Q: How does data manipulation inside a subquery, such as ISNULL(column) = ISNULL(othercolumn), affect the subquery?

This expression, or one like it, will behave within a subquery the same as in any “normal” query. Any time you wrap a function around a column in a search expression, you risk introducing a “non-SARGable expression” into your query. SARGability is too broad of a topic to address here, but there is plentiful information to be found online.

Q: should we use the same precautions for stored procedures? Since sp’s have better performance (from what ive been told)

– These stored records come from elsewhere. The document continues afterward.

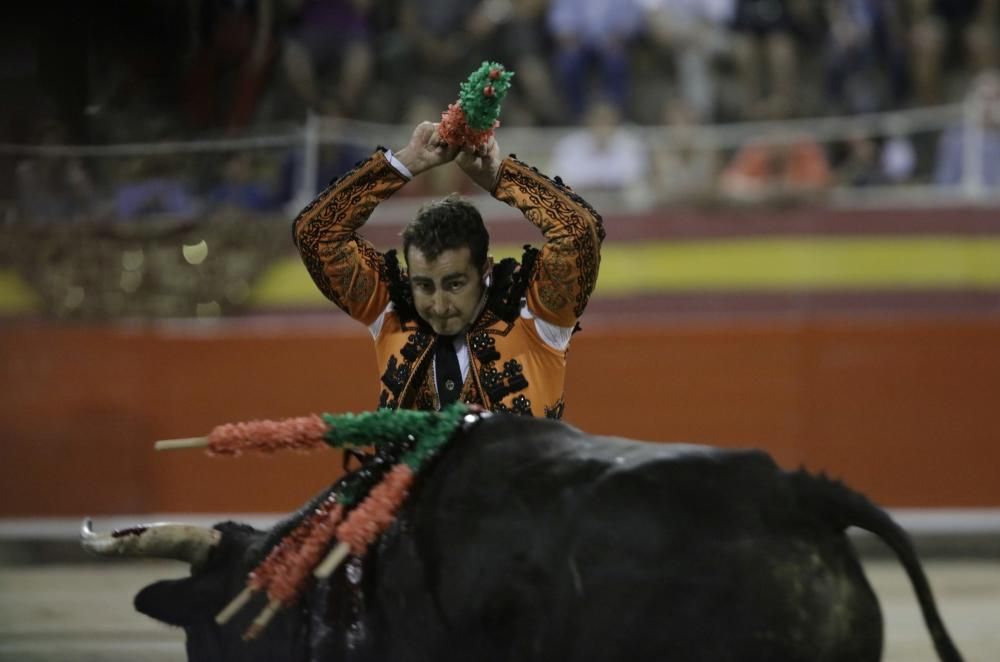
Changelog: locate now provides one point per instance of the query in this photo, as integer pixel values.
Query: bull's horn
(182, 542)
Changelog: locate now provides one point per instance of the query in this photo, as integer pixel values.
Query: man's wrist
(398, 164)
(407, 160)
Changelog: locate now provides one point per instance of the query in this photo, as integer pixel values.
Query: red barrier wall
(904, 410)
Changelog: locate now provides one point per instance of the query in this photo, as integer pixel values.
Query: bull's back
(605, 548)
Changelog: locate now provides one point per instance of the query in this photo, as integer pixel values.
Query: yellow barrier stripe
(16, 298)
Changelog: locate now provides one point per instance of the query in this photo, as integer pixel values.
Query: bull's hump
(534, 441)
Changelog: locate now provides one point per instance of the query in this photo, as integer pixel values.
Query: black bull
(530, 540)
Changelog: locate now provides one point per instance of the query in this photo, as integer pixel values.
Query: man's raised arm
(347, 268)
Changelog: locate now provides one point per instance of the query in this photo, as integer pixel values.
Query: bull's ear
(182, 602)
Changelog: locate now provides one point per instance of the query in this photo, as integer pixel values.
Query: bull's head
(181, 542)
(220, 558)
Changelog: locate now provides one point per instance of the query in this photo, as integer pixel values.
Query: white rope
(708, 136)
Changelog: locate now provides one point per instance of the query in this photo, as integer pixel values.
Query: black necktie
(447, 371)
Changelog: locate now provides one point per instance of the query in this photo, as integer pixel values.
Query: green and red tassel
(470, 121)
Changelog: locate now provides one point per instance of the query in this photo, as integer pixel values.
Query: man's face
(446, 291)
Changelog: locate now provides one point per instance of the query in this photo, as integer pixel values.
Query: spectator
(694, 32)
(232, 51)
(767, 56)
(152, 189)
(961, 32)
(329, 39)
(860, 166)
(975, 144)
(440, 38)
(898, 158)
(603, 155)
(239, 188)
(523, 47)
(864, 59)
(587, 31)
(783, 167)
(53, 189)
(682, 169)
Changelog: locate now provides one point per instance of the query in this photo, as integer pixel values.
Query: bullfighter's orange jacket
(512, 365)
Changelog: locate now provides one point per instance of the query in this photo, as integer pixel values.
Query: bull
(531, 540)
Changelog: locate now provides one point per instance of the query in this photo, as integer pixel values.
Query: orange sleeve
(347, 268)
(566, 269)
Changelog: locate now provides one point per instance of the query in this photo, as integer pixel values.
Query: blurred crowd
(169, 70)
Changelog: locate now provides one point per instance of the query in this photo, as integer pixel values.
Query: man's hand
(481, 163)
(425, 150)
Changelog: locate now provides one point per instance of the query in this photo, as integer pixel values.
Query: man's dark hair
(448, 224)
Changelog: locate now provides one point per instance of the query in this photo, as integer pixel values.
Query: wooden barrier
(906, 411)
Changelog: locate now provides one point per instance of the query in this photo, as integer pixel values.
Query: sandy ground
(84, 612)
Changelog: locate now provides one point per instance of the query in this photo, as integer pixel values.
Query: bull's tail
(843, 505)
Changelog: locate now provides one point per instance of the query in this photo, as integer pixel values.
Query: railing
(294, 159)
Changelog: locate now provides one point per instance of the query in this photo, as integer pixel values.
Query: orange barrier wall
(907, 411)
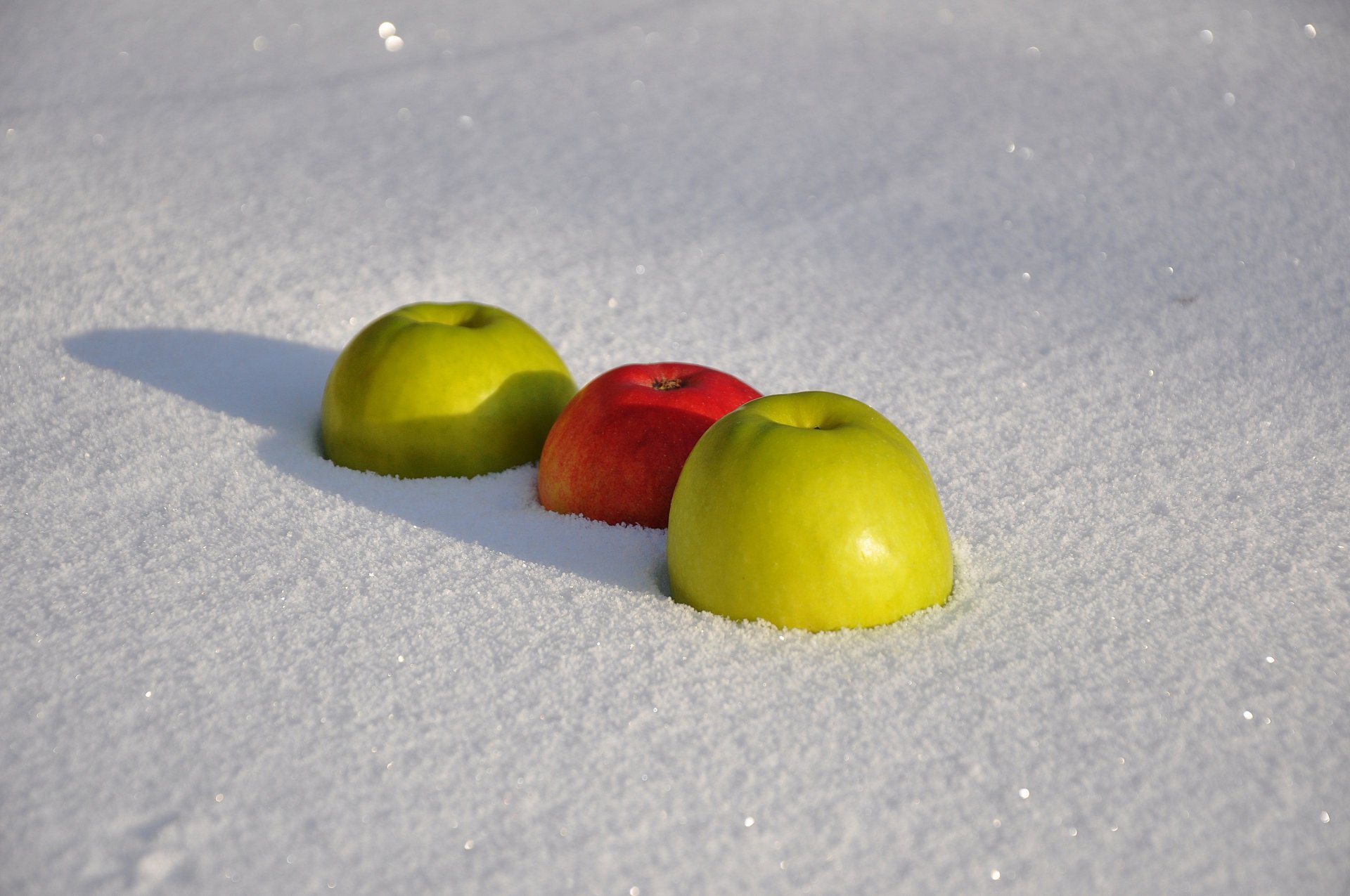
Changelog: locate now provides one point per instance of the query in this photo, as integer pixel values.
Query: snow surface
(1091, 257)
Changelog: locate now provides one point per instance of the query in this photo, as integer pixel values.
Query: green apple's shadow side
(278, 385)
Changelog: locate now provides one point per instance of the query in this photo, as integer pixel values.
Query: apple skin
(809, 510)
(443, 390)
(617, 448)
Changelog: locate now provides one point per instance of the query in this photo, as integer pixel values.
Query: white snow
(1102, 285)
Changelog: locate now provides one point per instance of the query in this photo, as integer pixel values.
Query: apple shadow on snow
(278, 385)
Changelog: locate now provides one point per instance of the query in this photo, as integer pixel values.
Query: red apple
(622, 441)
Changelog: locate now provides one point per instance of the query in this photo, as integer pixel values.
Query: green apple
(443, 390)
(809, 510)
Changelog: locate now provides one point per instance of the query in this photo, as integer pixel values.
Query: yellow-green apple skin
(443, 390)
(809, 510)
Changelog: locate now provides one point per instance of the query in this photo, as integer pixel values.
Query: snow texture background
(1093, 258)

A stored procedure is nothing more than a pre-compiled collection of queries. There used to be a performance advantage to using stored procedures, due to the fact that once compiled, the resulting query plan would be cached, eliminating the need to compile the procedure for subsequent executions. That advantage has diminished somewhat, starting with SQL Server 2005, when statement-level caching was introduced. The real advantage to using stored procedures isn’t so much about performance as it is about flexibility. A query that is contained within a stored procedure is more easily tuned and tweaked by a DBA than a query that is embedded within an application. At 3:00am when the pager is going off, this can mean the difference between being the hero, or being helpless.

Q: Which method is best to get a distinct on a VARCHAR column where other joins are involved.

I’m not entirely sure I understand the question, but typically, the relationships between your tables won’t be based on a VARCHAR column, they’ll be based on an INT or some other datatype better suited to serving as a key value. If you look at the examples in my demo scripts, you’ll note that all of my IN or EXISTS clauses are looking for the existence of a key value within another dataset comprised of other key values. This is where the de-duplication occurs. The related columns (such as VARCHARs) are retrieved once the unique keys are known.

Other questions (or comments)? Post them here in the comments section, and I’ll do my best to answer them!


Thanks For Attending

To those of you who attended the session live, please accept a huge THANK YOU! from me. This was by far the largest audience that I’ve presented to, and the Dell guys tell me it was the best webinar turnout they’ve had yet. I hope you enjoyed the session and, most importantly, learned something from it.